The application deals with separate businesses that all have their own bank accounts. The money from transactions processed by the app has to be deposited into the bank accounts that belong to individual businesses. I believe this means that PCI requirements are substantially more onerous for an app like this because my client is classed as a payment service provider, rather than just a user. My conversations with payment providers have indicated that the cost of this type of certification is much too high for my client to afford (something in the range of $100k, for hiring an independent security assessor and working with them to achieve compliance).
Additionally, if possible, the application should also support electronic funds transfer.

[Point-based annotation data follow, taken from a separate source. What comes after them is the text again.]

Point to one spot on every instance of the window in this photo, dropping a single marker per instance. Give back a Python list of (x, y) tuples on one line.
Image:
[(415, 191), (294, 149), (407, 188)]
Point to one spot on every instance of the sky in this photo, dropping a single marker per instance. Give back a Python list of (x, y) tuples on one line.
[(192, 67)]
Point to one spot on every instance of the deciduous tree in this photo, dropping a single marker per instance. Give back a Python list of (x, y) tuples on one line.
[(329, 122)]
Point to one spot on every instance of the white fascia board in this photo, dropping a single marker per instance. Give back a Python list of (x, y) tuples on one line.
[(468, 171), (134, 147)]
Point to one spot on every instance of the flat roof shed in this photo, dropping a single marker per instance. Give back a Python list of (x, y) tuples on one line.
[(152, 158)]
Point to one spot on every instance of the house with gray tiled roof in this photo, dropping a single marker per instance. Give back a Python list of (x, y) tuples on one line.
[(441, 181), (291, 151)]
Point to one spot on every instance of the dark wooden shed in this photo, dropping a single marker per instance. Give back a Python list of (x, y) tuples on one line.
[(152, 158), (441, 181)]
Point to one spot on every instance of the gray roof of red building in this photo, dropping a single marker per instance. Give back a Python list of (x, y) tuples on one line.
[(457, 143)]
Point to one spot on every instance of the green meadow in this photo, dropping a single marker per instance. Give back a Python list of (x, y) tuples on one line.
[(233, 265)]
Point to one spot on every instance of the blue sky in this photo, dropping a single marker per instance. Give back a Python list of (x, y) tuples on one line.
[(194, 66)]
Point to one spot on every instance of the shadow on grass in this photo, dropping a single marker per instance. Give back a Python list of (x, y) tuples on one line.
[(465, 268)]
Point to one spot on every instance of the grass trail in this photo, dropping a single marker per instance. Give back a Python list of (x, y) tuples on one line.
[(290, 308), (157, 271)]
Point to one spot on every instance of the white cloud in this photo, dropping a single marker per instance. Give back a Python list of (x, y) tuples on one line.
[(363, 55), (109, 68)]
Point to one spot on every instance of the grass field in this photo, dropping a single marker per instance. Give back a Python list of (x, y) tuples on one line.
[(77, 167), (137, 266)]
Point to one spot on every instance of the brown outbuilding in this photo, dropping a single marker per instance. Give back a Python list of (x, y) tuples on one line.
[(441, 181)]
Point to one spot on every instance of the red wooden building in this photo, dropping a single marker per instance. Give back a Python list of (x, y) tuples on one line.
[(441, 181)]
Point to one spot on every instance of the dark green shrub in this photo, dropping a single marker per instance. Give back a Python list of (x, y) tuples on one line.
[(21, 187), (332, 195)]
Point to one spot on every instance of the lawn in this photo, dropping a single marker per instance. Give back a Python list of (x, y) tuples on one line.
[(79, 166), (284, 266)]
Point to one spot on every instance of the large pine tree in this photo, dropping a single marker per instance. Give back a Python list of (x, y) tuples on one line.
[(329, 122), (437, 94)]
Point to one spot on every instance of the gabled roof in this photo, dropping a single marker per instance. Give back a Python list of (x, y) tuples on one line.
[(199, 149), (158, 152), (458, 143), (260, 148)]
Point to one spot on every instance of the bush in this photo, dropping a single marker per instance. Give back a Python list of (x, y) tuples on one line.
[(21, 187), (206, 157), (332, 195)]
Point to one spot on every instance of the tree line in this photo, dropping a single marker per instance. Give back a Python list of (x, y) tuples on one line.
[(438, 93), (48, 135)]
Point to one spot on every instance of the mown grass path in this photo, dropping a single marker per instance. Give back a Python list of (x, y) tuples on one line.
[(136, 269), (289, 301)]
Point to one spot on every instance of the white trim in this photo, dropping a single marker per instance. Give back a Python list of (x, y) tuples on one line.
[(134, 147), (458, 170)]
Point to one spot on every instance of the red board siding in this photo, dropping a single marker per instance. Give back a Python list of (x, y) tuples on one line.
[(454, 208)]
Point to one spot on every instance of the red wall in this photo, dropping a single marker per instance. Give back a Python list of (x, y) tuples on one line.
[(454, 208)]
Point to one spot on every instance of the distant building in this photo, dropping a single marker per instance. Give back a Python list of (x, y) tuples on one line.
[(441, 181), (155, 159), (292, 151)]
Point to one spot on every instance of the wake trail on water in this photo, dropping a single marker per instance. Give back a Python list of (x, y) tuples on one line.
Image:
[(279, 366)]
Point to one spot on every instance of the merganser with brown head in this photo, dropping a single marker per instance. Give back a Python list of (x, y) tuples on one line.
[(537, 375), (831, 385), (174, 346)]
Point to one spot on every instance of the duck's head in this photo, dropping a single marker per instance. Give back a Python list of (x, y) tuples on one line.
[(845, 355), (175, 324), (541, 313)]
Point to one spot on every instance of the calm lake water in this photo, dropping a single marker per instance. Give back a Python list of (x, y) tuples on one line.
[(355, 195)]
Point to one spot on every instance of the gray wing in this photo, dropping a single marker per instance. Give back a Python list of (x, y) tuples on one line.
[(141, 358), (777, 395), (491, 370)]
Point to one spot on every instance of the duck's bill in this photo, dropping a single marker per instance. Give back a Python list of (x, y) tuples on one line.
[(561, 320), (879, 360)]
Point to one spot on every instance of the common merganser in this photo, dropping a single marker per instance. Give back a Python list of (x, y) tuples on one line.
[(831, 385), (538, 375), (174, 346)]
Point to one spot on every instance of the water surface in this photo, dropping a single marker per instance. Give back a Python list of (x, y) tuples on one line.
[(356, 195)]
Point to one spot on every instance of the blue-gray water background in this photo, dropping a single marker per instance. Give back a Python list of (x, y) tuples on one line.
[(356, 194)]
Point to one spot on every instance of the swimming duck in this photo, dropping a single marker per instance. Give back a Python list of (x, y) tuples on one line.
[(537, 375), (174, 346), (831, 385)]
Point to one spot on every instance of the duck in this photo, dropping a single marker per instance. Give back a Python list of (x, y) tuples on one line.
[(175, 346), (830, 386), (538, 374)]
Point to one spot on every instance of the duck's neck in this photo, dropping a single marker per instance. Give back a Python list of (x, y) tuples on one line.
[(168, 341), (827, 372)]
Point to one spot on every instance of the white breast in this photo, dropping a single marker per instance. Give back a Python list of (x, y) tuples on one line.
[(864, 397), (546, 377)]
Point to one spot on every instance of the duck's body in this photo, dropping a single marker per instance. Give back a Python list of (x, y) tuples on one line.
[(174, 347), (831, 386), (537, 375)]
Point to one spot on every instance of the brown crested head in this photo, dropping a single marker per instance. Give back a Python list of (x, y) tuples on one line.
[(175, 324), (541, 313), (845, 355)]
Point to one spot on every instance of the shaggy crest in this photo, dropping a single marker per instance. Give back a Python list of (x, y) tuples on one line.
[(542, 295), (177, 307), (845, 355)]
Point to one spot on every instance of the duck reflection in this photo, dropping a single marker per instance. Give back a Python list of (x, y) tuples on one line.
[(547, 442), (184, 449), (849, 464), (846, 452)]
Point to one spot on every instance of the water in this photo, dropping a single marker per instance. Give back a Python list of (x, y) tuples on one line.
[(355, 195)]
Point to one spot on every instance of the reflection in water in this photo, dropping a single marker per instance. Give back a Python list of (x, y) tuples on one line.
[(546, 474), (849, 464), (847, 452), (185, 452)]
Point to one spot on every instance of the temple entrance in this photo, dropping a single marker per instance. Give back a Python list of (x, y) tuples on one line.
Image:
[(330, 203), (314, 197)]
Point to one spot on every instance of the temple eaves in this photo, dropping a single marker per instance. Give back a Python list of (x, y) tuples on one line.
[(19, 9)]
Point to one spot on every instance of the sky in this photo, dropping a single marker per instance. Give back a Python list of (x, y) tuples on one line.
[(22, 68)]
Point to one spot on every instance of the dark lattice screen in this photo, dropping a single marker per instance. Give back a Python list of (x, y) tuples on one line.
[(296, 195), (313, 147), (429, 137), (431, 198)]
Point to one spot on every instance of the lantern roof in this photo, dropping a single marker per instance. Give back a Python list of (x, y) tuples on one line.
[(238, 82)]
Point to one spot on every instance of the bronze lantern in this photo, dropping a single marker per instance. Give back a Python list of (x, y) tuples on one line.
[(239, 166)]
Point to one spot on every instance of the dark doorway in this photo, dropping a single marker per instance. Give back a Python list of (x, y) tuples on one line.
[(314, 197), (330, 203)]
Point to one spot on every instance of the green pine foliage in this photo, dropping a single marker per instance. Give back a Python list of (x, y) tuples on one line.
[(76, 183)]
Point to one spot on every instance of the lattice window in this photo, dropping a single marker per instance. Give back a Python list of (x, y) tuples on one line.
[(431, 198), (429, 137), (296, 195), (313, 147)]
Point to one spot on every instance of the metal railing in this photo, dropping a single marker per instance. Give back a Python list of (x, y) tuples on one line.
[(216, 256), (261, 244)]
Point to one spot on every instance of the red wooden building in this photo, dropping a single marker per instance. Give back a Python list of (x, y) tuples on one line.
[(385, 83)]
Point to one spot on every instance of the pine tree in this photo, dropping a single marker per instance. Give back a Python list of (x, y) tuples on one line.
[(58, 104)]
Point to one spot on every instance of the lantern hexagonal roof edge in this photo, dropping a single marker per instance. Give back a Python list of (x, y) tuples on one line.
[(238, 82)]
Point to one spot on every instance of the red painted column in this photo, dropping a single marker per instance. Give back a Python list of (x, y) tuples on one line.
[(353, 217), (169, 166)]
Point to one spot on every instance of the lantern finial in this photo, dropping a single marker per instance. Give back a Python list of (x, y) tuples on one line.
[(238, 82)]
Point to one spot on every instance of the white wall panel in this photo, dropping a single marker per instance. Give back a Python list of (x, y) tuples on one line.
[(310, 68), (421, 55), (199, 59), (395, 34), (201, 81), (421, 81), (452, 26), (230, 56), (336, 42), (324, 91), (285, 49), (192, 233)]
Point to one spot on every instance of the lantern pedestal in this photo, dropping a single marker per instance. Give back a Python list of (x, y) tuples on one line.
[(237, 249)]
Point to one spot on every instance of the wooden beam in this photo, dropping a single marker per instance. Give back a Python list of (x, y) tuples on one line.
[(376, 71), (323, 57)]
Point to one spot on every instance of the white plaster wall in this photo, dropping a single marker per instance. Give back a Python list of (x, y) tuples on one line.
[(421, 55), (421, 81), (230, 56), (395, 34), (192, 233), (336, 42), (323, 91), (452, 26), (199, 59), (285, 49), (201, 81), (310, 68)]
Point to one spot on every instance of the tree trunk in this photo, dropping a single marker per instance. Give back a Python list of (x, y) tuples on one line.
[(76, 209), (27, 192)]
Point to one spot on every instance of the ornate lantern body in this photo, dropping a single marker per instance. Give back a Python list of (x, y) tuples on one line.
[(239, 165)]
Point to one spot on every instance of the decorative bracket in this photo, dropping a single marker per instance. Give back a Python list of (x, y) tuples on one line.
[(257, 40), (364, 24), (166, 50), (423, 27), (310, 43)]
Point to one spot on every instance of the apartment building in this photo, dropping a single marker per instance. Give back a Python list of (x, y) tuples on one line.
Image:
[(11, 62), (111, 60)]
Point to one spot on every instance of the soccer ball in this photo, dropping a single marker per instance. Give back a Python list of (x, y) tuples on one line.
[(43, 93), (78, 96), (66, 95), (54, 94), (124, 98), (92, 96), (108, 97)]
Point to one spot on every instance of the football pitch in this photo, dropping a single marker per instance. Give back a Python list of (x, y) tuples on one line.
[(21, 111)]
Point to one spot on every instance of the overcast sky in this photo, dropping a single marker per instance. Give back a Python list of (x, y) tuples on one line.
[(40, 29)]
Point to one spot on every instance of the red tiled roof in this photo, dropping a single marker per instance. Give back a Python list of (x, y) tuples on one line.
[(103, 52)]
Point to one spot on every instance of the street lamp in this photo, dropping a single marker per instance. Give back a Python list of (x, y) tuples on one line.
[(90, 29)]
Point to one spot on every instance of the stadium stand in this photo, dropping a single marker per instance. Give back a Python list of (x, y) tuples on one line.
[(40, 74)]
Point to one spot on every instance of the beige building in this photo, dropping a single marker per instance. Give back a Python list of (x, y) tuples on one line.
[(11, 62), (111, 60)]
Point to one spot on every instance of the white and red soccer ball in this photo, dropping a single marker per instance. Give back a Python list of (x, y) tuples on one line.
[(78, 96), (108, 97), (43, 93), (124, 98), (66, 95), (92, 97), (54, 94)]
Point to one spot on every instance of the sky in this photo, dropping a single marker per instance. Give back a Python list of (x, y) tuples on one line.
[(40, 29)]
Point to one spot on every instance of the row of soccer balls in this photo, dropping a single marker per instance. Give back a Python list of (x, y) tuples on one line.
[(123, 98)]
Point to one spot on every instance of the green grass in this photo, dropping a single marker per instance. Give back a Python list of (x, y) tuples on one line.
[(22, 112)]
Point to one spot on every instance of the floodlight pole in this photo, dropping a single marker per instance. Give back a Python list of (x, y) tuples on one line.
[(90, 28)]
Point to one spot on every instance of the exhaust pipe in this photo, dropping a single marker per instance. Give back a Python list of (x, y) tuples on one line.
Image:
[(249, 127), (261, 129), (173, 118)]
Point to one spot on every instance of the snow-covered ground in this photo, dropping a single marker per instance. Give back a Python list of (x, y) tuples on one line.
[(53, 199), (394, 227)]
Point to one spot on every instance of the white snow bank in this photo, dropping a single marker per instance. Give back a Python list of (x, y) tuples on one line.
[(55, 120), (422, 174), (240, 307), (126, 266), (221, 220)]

So far I think my preference is for partnership with a vendor who is already PCI-certified and has the PIN pads for card-present transactions, whose software has a good API that I can interact with via this web application.
I've got lots of experience with traditional e-commerce models in Rails, and I'm comfortable with the technical aspects of dealing with multiple bank accounts, but the certification requirements appear to be the major obstacle so far.
I think you've answered you own question with the payment processing. You need to partner with a vendor that is already PCI-certified. The fact that your clients will have recurring payments means you have to keep their customers' credit card numbers in a system, which requires PCI certification.
Regarding the access control, again a vendor should be able to help. I don't think you should look to send the challenge/request over the web. You'll need a local, low-cost PC to connect to the biometric or card reader.
I think you should maintain a local database of authenticated customers on the PC that handles access control. This is recommended because if the location's Internet connection goes down, customers still get in for their workouts. Use a batch system to keep the database updated.
Update: On further thought- the fitness centers will have a desk with a few computers used by employees. Set up a little web app on the controller PC to handle access. Train employees to go to the "Access Control Site" to manage access. You might even be able to embed an IFrame in your web app and point it to the local access manager to make it look like an integrated part of your SaaS offering.